Bug 745960

Summary: [RFE] When task grows over limit (time, size...), reserve machine as-is for user to investigate
Product: [Retired] Beaker Reporter: David Kutálek <dkutalek>
Component: beahAssignee: Nick Coghlan <ncoghlan>
Status: CLOSED DUPLICATE QA Contact:
Severity: unspecified Docs Contact:
Priority: unspecified    
Version: 0.7CC: bpeck, dcallagh, llim, mcsontos, psplicha, rmancy, stl
Target Milestone: ---Keywords: FutureFeature, Reopened
Target Release: ---   
Hardware: Unspecified   
OS: Unspecified   
Whiteboard: Misc
Fixed In Version: Doc Type: Enhancement
Doc Text:
Story Points: ---
Clone Of: Environment:
Last Closed: 2013-04-15 05:17:08 UTC Type: ---
Regression: --- Mount Type: ---
Documentation: --- CRM:
Verified Versions: Category: ---
oVirt Team: --- RHEL 7.3 requirements from Atomic Host:
Cloudforms Team: --- Target Upstream Version:

Description David Kutálek 2011-10-13 14:13:57 UTC
Description of problem:

When some test fails in a way it cycle infinitely and/or grows its log files over limits, it is being handled by watchdogs. I do not know how these watchdogs work exactly, but often it means end of complete job in warning state. In better case rest is proccessed, but system may be in unexpected state.

I propose new (optional) behaviour of watchdog(s):
 - stop such a problematic task 
 - hold the system as is and run reservesys

This way I will be able to immediately catch bugs in my tasks and save beaker machine resources by not having to run whole job once more.

Version-Release number of selected component (if applicable):


How reproducible:


Steps to Reproduce:
1.
2.
3.
  
Actual results:


Expected results:


Additional info:

Comment 1 Nick Coghlan 2012-10-17 04:34:37 UTC
Bulk reassignment of issues as Bill has moved to another team.

Comment 2 Min Shin 2012-11-07 07:22:38 UTC
This bugs is closed as it is either not in the current Beaker scope or we could not find sufficient data in the bug report for consideration.
Please feel free to reopen the bug with additional information and/or business cases behind it.

Comment 3 David Kutálek 2012-11-07 10:00:03 UTC
Either out of scope or insufficient data?

Please tell me more:
 - which one applies? 
 - if scope, why?
 - if data, what more data do you need?

David

(In reply to comment #2)
> This bugs is closed as it is either not in the current Beaker scope or we
> could not find sufficient data in the bug report for consideration.
> Please feel free to reopen the bug with additional information and/or
> business cases behind it.

Comment 4 Dan Callaghan 2012-11-07 23:04:07 UTC
(In reply to comment #3)

This bug might have been miscategorized.

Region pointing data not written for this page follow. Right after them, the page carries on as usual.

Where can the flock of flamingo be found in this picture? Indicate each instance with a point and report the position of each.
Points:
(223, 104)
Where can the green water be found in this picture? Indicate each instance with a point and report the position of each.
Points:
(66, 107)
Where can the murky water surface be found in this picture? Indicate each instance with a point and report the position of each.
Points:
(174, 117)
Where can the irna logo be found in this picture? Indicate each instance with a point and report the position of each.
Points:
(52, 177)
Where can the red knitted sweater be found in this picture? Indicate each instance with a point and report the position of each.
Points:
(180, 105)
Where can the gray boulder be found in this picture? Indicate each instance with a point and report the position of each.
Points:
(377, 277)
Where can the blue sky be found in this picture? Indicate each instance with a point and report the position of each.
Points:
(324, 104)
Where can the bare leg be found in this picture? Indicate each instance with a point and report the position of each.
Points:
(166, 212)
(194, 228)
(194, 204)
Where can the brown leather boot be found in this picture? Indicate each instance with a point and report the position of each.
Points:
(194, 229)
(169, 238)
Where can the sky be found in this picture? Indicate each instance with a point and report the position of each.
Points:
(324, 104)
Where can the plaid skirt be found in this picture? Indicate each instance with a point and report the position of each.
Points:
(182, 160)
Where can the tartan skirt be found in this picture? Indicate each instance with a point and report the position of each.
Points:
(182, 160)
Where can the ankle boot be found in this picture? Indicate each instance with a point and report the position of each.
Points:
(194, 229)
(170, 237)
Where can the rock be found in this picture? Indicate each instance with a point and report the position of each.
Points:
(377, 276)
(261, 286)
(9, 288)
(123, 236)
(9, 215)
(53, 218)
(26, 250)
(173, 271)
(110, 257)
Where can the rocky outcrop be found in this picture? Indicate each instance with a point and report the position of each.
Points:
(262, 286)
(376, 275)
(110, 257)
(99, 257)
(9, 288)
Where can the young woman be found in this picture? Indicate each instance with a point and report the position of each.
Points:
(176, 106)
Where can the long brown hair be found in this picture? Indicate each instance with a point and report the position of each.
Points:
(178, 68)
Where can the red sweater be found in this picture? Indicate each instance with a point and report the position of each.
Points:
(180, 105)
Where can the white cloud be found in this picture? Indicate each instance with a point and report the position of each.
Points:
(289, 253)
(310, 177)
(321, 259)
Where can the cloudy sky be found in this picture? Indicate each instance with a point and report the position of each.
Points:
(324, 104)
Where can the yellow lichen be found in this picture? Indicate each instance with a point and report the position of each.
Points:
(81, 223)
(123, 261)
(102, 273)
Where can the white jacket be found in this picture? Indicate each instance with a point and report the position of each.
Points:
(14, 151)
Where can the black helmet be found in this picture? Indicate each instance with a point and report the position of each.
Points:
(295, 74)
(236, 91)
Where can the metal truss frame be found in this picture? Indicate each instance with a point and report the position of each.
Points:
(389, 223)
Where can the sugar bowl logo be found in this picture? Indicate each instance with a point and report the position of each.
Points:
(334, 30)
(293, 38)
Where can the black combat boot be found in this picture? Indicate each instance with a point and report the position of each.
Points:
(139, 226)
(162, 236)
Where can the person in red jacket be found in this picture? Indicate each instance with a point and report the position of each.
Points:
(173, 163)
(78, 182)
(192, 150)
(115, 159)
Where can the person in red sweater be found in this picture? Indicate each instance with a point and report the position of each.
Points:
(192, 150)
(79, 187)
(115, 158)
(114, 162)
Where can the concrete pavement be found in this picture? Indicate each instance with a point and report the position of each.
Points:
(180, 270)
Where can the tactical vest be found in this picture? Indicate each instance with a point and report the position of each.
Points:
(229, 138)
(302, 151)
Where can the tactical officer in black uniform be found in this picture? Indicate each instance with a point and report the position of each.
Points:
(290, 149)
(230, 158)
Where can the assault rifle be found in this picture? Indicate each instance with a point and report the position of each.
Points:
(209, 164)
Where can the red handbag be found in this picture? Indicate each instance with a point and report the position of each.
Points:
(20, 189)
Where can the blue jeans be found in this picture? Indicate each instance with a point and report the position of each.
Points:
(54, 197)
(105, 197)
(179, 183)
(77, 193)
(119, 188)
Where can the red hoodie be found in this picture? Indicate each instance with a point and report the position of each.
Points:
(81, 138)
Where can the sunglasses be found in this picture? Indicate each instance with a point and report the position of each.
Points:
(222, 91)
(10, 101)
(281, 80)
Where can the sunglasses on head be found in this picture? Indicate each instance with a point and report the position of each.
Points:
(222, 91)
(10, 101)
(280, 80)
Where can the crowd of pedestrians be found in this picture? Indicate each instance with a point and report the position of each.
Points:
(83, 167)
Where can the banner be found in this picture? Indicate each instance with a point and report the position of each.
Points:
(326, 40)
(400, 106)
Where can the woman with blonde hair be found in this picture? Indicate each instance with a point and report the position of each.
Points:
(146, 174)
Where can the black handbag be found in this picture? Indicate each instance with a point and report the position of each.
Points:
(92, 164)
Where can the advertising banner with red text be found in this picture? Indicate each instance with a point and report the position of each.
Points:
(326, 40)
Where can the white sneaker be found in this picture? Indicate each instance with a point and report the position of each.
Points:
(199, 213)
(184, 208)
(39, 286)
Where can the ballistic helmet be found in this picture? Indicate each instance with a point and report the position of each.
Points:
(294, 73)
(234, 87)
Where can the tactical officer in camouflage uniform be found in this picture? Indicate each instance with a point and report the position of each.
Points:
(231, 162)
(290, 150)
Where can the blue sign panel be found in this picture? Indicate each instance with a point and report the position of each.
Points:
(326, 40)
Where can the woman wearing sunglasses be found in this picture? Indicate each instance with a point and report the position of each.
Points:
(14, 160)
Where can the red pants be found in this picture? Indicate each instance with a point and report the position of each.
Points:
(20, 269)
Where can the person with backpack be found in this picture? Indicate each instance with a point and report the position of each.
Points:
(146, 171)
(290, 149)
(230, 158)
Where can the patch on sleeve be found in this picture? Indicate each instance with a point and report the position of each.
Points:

Your suggestion sounds reasonable, the only problem is that it's not possible to change the tasks in a recipe after it is scheduled. So it would have to be a feature of the harness that when local watchdog is triggered, the current task is suspended and its run time is extended for some amount of time (24 hours?). The only problem then is how will the user be notified? The reservation e-mail is sent by /distribution/reservesys. The answer to this might be bug 639938: treating reservation differently than other tasks.

We would definitely also want this behaviour to be opt-in, since we wouldn't want every local watchdog to hold onto the machine for 24 hours. That would create a huge amount of waste.

Comment 5 David Kutálek 2012-11-08 13:21:56 UTC
Thank you for response. Yes it should be most probably implemented in harness and should be configurable: What to do when local watchdog expires?

a) recipe is cancelled
b) task is cancelled and recipe execution continues
c) machine is reserved by harness and e-mail is sent

Reservation time should be also configurable, usually something like 2 hours may be sufficient.

Comment 6 Nick Coghlan 2013-04-15 05:17:08 UTC
Closing this as a duplicate of #639938.

We won't be adding any implicit reservation behaviour, but we will be adding the capability to request post-execution reservation of the system independent of the executionof the tasks.

*** This bug has been marked as a duplicate of bug 639938 ***